The Trail of Tears was an ethnic cleansing and forced displacement of approximately 60,000 people of the “Five Civilized Tribes” between 1830 and 1850 by the United States government. As part of the Indian removal, members of the Cherokee, Muscogee (Creek), Seminole, Chickasaw, and Choctaw nations were forcibly removed from their ancestral homelands in the Southeastern United States to newly designated Indian Territory west of the Mississippi River after the passage of the Indian Removal Act in 1830.
The Cherokee removal in 1838 (the last forced removal east of the Mississippi) was brought on by the discovery of gold near Dahlonega, Georgia, in 1828, resulting in the Georgia Gold Rush.
Ryan P. Smith notes on SmithsonianMag.com the little-known fact that there were Cherokee slaveholders, foremost among them Cherokee chief John Ross. Furthermore, numerous Black enslaved people, Cherokee-owned, made the brutal march themselves or else were shipped en masse to what is now Oklahoma aboard cramped boats by their wealthy Indian masters.
“And what you may not know is that the federal policy of Indian removal, which ranged far beyond the Trail of Tears and the Cherokee, was not simply the vindictive scheme of Andrew Jackson,” Smith writes, “but rather a popularly endorsed, congressionally sanctioned campaign spanning the administrations of nine separate presidents.”
In the case of the Trail of Tears and the enslavement of Blacks by prominent members of all five so-called “Civilized Tribes,” Smith goes a step farther, likening the ugly truth of history to a “mangy, snarling dog standing between you and a crowd-pleasing narrative.”
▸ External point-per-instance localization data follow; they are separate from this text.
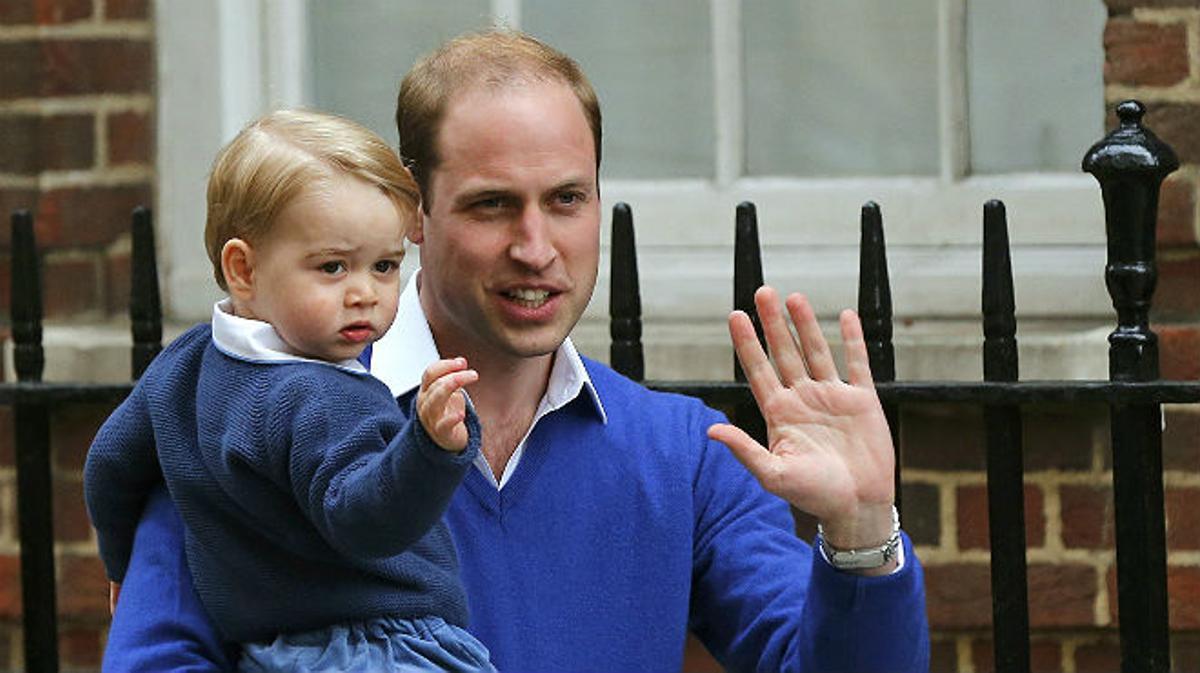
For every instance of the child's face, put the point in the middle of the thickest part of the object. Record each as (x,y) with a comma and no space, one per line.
(327,274)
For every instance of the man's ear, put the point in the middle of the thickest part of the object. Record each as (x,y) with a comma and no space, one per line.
(418,234)
(238,265)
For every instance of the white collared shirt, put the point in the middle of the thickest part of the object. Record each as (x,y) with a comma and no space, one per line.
(256,341)
(400,358)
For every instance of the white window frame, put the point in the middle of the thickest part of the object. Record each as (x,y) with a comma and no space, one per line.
(243,56)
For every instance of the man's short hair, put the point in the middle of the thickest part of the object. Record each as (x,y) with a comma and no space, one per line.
(493,58)
(274,158)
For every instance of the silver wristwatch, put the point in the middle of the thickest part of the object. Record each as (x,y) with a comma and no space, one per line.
(867,558)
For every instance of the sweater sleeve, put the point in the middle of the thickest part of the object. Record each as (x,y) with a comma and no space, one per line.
(120,469)
(160,623)
(765,601)
(376,485)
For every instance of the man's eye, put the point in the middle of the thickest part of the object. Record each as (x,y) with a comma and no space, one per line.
(569,198)
(493,203)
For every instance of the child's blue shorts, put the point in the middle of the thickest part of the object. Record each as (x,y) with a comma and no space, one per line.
(369,647)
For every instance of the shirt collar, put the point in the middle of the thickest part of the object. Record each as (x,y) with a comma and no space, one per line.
(256,341)
(403,353)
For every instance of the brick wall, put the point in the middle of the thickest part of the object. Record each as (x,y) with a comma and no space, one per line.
(77,149)
(76,131)
(1152,54)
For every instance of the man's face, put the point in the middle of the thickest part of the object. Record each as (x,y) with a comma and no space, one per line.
(511,240)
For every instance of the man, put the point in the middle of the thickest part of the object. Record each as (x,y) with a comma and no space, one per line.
(604,521)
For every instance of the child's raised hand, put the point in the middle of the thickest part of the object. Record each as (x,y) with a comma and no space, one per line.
(439,409)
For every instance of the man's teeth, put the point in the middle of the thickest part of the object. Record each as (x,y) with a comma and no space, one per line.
(529,296)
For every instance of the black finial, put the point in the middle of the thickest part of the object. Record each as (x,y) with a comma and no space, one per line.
(1131,148)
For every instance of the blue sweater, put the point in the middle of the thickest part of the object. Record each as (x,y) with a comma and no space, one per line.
(309,498)
(607,545)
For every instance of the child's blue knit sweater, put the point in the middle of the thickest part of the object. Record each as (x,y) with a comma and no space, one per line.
(309,498)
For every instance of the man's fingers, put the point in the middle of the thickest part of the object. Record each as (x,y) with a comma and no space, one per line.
(749,452)
(858,365)
(779,337)
(760,374)
(441,368)
(816,348)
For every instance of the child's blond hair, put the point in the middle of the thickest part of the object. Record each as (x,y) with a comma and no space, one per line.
(271,161)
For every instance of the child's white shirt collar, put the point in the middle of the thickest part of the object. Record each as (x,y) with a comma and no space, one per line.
(256,341)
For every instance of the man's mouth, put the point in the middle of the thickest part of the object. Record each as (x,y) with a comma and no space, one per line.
(527,296)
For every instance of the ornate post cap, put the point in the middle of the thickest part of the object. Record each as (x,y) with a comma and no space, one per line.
(1131,148)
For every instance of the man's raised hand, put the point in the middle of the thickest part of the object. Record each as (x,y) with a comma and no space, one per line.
(829,450)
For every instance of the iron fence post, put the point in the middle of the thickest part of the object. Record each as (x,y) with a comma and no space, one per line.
(1131,163)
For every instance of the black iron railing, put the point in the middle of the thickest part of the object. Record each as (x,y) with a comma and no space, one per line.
(1129,164)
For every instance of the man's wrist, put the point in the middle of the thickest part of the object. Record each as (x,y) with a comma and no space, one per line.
(863,558)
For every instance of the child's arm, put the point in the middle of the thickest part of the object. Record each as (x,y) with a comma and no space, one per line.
(160,623)
(371,480)
(120,470)
(438,406)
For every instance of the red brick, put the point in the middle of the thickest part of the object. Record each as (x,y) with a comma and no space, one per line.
(943,655)
(10,587)
(73,67)
(1182,517)
(71,522)
(1179,352)
(71,286)
(16,12)
(1102,655)
(81,646)
(1185,652)
(1062,595)
(126,8)
(958,595)
(83,587)
(1177,125)
(1057,437)
(130,138)
(117,283)
(1176,212)
(1086,516)
(72,428)
(1144,54)
(11,200)
(1177,296)
(696,658)
(1181,439)
(21,65)
(61,11)
(971,512)
(927,443)
(1183,596)
(1045,656)
(87,216)
(922,514)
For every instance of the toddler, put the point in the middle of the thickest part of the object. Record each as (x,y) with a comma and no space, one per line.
(312,503)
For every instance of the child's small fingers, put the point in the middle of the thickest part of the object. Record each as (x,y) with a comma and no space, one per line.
(441,368)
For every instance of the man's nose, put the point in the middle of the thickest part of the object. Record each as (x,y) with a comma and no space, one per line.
(532,244)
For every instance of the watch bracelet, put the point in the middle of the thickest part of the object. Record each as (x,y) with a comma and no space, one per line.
(852,559)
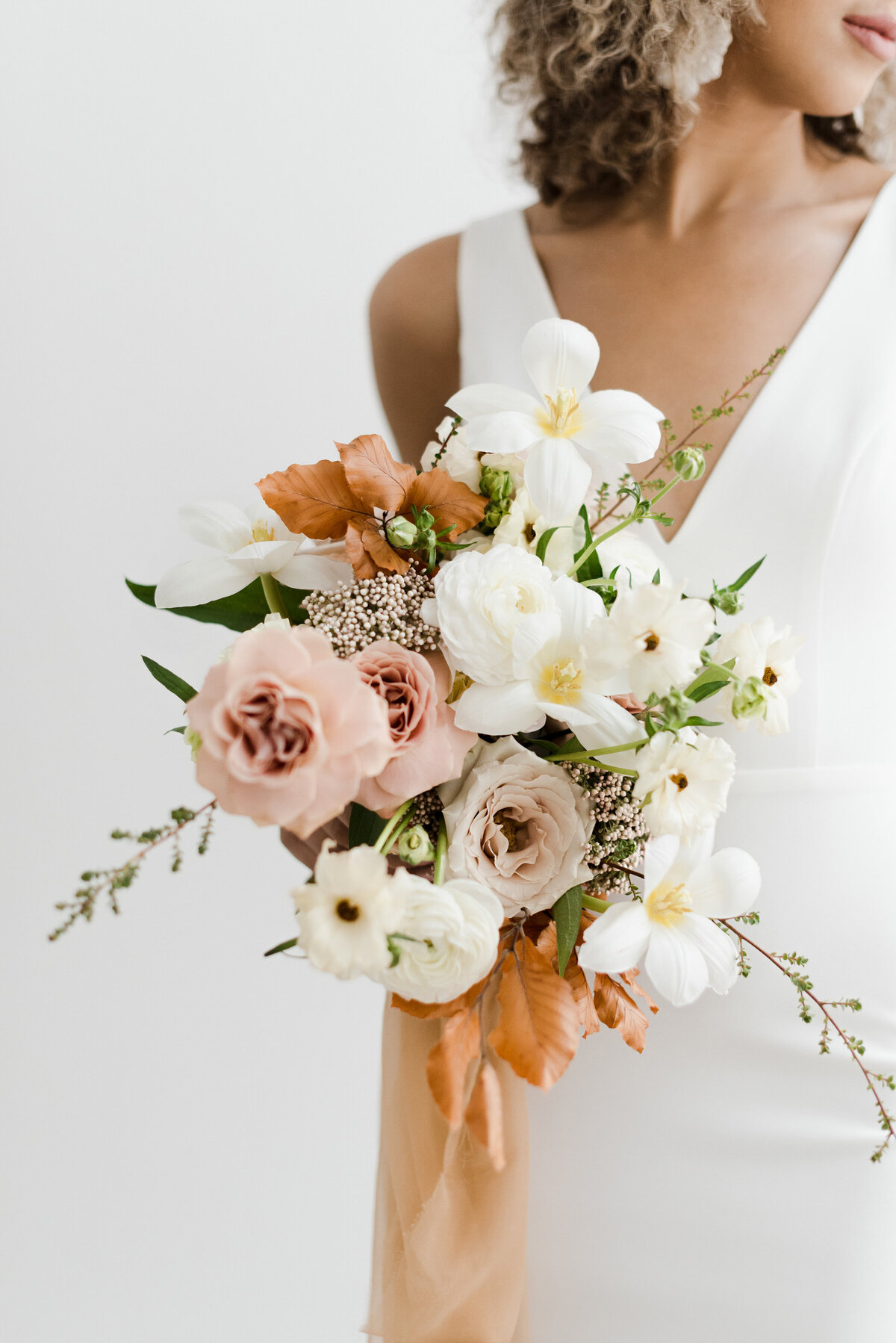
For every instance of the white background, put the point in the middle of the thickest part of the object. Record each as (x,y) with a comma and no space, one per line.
(198,199)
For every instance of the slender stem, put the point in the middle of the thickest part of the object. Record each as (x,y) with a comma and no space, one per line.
(272,595)
(441,856)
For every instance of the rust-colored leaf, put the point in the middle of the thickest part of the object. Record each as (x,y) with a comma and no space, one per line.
(574,976)
(452,503)
(314,500)
(426,1011)
(449,1061)
(484,1115)
(374,474)
(630,978)
(538,1028)
(620,1011)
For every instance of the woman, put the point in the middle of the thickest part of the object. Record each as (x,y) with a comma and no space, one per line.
(707,193)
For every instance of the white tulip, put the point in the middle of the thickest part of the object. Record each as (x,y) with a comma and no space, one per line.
(672,928)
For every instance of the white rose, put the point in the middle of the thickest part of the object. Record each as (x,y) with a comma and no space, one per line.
(481,601)
(448,937)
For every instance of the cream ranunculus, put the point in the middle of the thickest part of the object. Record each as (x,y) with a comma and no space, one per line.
(447,940)
(481,601)
(517,825)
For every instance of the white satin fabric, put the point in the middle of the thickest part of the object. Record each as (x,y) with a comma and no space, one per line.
(719,1185)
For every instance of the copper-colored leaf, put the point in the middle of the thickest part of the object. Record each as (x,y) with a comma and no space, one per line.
(426,1011)
(449,1061)
(574,976)
(538,1028)
(374,474)
(452,503)
(630,978)
(314,500)
(620,1011)
(484,1115)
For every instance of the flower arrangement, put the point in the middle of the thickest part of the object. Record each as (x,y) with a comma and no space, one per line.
(480,700)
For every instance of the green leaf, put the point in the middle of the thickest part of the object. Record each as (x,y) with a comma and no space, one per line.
(240,611)
(364,826)
(169,680)
(567,916)
(747,574)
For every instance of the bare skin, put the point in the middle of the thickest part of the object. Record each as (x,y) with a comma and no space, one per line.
(696,279)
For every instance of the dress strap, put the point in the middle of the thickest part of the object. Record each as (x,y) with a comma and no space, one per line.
(501,293)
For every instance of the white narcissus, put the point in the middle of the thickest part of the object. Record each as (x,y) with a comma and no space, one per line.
(685,888)
(553,677)
(249,543)
(567,432)
(687,779)
(653,638)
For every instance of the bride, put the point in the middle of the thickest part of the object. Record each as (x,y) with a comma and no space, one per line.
(712,184)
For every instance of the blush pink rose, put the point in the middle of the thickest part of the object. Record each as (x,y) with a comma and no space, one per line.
(428,745)
(289,731)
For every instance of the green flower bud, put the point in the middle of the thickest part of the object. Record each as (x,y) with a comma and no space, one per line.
(748,700)
(415,846)
(689,464)
(402,533)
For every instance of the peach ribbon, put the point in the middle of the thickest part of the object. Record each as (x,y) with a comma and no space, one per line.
(449,1241)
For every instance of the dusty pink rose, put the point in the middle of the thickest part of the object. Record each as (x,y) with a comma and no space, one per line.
(287,730)
(428,745)
(519,825)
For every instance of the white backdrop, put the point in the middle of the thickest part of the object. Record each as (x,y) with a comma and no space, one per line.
(198,199)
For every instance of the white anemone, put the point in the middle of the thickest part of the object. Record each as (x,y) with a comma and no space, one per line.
(672,928)
(249,543)
(567,432)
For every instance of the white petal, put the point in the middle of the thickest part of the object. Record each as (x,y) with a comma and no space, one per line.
(558,478)
(218,524)
(558,353)
(202,580)
(499,710)
(726,885)
(617,939)
(618,426)
(314,572)
(676,964)
(716,949)
(489,399)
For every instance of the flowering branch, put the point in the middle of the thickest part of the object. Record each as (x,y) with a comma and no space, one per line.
(111,880)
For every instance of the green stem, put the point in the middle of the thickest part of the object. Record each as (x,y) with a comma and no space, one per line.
(441,856)
(272,595)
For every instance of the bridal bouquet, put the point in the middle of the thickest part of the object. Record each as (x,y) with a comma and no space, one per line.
(488,708)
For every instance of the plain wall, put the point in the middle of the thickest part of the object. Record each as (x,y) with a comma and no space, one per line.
(198,199)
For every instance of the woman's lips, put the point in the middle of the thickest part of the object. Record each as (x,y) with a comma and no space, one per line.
(875,33)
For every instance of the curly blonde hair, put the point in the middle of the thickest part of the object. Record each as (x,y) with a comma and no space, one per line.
(608,85)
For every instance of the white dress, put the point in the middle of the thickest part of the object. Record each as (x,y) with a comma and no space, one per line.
(719,1186)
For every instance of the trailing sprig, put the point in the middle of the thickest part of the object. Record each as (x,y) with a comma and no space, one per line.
(109,881)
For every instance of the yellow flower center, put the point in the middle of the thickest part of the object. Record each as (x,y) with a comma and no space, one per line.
(561,419)
(561,681)
(668,904)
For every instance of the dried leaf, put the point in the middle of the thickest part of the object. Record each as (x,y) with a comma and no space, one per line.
(538,1028)
(630,978)
(452,503)
(620,1011)
(449,1061)
(314,500)
(374,474)
(426,1011)
(574,976)
(484,1115)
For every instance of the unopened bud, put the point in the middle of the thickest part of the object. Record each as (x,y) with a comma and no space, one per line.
(415,846)
(689,462)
“Obviously,” Smith says, “the story should be, needs to be, that the enslaved Black people and soon-to-be-exiled red people would join forces and defeat their oppressor.” But such was not the case—far from it. “The Five Civilized Tribes were deeply committed to slavery, established their own racialized Black codes, immediately reestablished slavery when they arrived in Indian territory, rebuilt their nations with slave labor, crushed slave rebellions, and enthusiastically sided with the Confederacy in the Civil War.”